Thanks. [Laughs.] I used to always give workshops when I was back in Egypt. And whenever there was a film workshop, I'd give audio workshops. The film department would give me one day because the sound is always bad in Egyptian films.
I'm like, "The film has zero meaning without sound." If you turn off the screen in a horror movie, you will still be afraid of the sounds. If you turn on the screen and turn off the sound, it will become a comedy show. It will be so stupid you won't feel anything. You won't be jumpy, you won't be scared. Nothing. You might be disgusted by blood or something. Sound is very essential.
Have you thought about doing film composing or scoring?
I did do that for five years of my life. Before I became an international DJ, I was doing that. I was just DJing for fun. I was an audio engineer; a sound designer and music composer for films. That was my main job in Egypt.

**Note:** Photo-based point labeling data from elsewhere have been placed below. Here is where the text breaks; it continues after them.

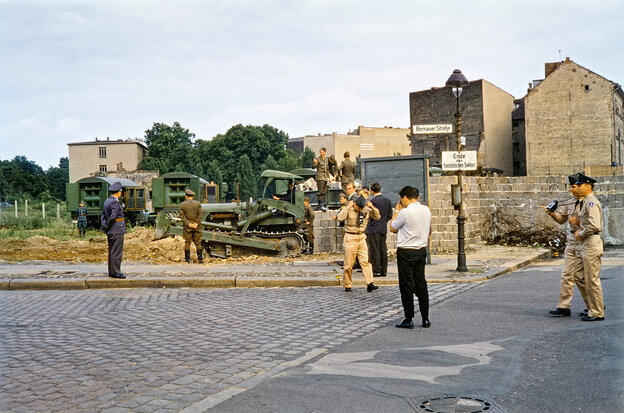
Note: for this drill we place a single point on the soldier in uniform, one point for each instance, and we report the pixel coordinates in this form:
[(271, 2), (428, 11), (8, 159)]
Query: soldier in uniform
[(571, 265), (81, 215), (308, 227), (589, 221), (356, 215), (322, 176), (191, 215), (113, 224), (346, 170)]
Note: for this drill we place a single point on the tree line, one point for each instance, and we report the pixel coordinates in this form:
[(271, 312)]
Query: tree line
[(239, 155)]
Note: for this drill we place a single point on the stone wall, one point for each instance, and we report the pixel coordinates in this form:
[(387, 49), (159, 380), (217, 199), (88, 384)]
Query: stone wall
[(492, 204)]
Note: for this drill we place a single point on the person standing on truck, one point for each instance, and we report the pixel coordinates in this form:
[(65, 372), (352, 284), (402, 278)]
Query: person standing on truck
[(191, 215), (81, 216), (114, 226), (322, 176)]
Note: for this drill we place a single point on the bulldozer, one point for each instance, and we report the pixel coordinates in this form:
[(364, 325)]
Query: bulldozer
[(265, 226)]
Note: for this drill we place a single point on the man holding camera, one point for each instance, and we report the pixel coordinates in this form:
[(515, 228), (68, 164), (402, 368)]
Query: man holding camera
[(356, 215)]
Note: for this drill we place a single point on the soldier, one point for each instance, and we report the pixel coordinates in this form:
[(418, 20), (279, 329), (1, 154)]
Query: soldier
[(322, 176), (346, 170), (571, 265), (114, 226), (356, 215), (81, 214), (191, 215), (308, 227), (377, 231), (589, 221)]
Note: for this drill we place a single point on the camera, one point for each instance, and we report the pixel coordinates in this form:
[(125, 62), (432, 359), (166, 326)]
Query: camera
[(552, 207)]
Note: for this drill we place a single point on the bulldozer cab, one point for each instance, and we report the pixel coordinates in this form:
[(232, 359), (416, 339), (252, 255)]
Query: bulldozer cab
[(283, 185)]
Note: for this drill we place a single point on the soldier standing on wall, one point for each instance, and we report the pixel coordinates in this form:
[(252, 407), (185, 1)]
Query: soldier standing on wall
[(322, 176), (191, 215), (114, 226), (308, 227), (346, 170), (81, 214)]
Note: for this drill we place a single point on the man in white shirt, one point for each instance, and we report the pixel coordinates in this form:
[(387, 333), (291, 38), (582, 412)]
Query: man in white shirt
[(412, 222)]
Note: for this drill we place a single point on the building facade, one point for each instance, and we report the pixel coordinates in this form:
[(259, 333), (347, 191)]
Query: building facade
[(486, 124), (573, 121), (367, 142), (102, 156)]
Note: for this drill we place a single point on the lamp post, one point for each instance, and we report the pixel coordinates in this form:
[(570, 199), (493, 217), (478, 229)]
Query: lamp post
[(457, 81)]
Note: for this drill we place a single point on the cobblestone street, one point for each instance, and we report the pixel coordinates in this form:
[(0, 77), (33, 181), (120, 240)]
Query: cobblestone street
[(145, 350)]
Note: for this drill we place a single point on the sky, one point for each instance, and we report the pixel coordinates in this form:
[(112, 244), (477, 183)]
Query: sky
[(74, 70)]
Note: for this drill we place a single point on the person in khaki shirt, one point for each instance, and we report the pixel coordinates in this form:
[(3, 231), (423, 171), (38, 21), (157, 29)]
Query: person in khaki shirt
[(356, 215), (590, 250), (191, 215), (571, 265)]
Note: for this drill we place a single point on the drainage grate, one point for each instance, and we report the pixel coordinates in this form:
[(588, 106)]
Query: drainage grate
[(456, 404)]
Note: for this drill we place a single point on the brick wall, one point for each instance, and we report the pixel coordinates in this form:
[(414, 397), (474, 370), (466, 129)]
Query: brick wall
[(520, 197)]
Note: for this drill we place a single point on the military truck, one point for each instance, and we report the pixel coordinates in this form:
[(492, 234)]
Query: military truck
[(265, 226)]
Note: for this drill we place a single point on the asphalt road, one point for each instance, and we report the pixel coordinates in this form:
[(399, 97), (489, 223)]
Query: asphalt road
[(492, 345)]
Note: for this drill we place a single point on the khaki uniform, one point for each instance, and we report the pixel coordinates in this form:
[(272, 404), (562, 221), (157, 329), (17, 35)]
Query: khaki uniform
[(191, 212), (354, 243), (571, 265), (589, 250), (347, 173)]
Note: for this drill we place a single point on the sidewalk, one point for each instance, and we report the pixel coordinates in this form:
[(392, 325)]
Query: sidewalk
[(483, 262)]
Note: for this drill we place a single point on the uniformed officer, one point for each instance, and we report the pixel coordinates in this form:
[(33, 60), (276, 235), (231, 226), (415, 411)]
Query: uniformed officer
[(346, 170), (571, 265), (308, 227), (589, 221), (191, 215), (81, 216), (322, 176), (115, 227), (356, 215)]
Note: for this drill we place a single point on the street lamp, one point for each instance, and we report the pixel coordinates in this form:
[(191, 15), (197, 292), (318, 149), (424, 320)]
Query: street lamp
[(457, 81)]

I used to do sound design and music scores a lot.
That was the main thing. I was DJing as a thing that I liked to do when I come back home in Palestine. I didn't even DJ in Egypt. I DJed twice there in five years. DJing wasn't my job, it was something I did for fun, and then I switched. It was a thing that I've always wanted to go into, but it was never going to happen, ever, so I just put it on the side. You can never become a big DJ. It's impossible. I still don't believe that I'm a big DJ. Whenever anybody says that I'm like, "Nah, that's stupid."
Well, you can go make music for more films. That's a good plan B, I would say.
Always, definitely. I'm actually working on a composition project now for a film, actually. And I did one, actually, for a French documentary about a French techno scene. I have three tracks in that that I made for the film, but they're techno tracks this time. Back in Egypt, I used to do orchestral compositions, jazz, alternative, Arabic, that kind of music. Now they ask me to compose techno for films.
How do you feel like that experience informs your DJing?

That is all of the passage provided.